Undoubtedly Spain’s twentieth century is one that created immense division among the population, not least due to a bloody civil war between 1936 and 1939. The almost 50-year Franco dictatorship that followed only served to reinforce this, with republicans being denied political expression and official commemoration of wartime fatalities only given to pro-Franco nationalists. The Valle de los Caídos or Valley of the Fallen was built during Franco’s dictatorship in the 1940s and 50s and houses more than 30,000 unmarked graves from the civil war from both the nationalist and republican side. However, until recently, it was also the home of Franco’s grave, converting it into a symbol of nationalist victory rather than a memorial to all Spaniards who died in the conflict. Franco’s recent exhumation from the Valley revealed the continued strength of opinion on both sides of the political spectrum and demonstrates the difficulty for any government in confronting matters pertaining to the civil war and dictatorship that followed. A poll conducted prior to the exhumation showed 41% were in favour, 39% against with the rest undecided, a true testament to the continued division within Spanish society about how to cope with its recent past.
Spaniards of all political persuasions have not been given the platform to resolve these differences. One of the foundations of Spain’s transition to democracy in the 1970s was the so-called Pact of Forgetting. Enshrined in law in 1977, this pact ensured that difficult questions about the civil war and dictatorship would be left unanswered in the pursuit of national healing and reconciliation. There would be no inquest into persecution under Franco, nor would there be an attempt to exhume countless bodies executed by firing squad during the civil war that lay in roadside ditches or mass graves across the country. Perhaps this pact bolstered the fragile beginnings of democracy and so served its purpose at the time, yet there is no doubt that it is responsible for the persistent division within Spanish society and the difficulty of finding common ground when confronting the past.

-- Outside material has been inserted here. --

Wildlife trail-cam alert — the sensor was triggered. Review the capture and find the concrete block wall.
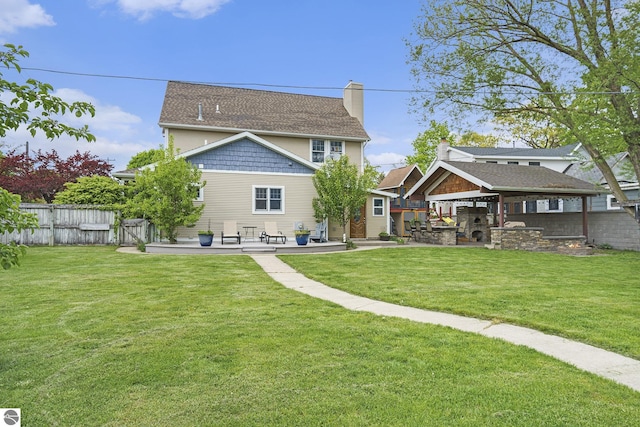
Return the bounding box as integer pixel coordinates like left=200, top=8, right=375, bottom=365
left=507, top=211, right=640, bottom=251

Some progress has been made in recent years, with a growing demand, especially among younger generations, for an understanding of their history. In 2007, socialist Prime Minister José Luis Rodriguez Zapatero and his government passed the Law of Historical Memory, handing rights to all victims of the civil war on both sides of the conflict. It also formally condemned the Francoist regime and allowed for the removal of any Francoist symbols from public spaces. As one may expect, this law did not meet with the approval of the entirety of Spanish society. Indeed, the conservative Partido Popular (PP) condemned the law as an unnecessary initiative that reopens old wounds. When PP returned to power in 2011, they vastly reduced funding for many projects relating to the Law of Historical Memory including efforts to identify remains in mass graves. This lack of consensus between the country’s two main political parties exemplifies that of Spanish society. Franco is still popular with sections of the population and the Francoist narrative that the nationalists saved Spain from atheism and communism remains the truth for some. The need for one unified version of the nation’s history is clear, but so is the immense complexity involved in achieving this.
To forgive or to forget remains a key question for Spain. Some would prefer to brush the civil war and Francoism under the carpet in the name of reconciliation, while others see an open confrontation with the harsh truths of the twentieth century as the only way the country can move on. Both paths create difficulty and, as is clear in the case of Franco’s exhumation, a portion of the population will always be dissatisfied, at least in the short term. Perhaps only when Francoism is no longer in living memory can the wounds truly begin to heal, or maybe the fratricidal nature of a civil war creates divisions that cannot die out so easily. Either way, until a unified narrative can be found, Madrid’s lack of history museums points to a much deeper shortcoming in Spanish society: the inability to confront the demons of its recent past.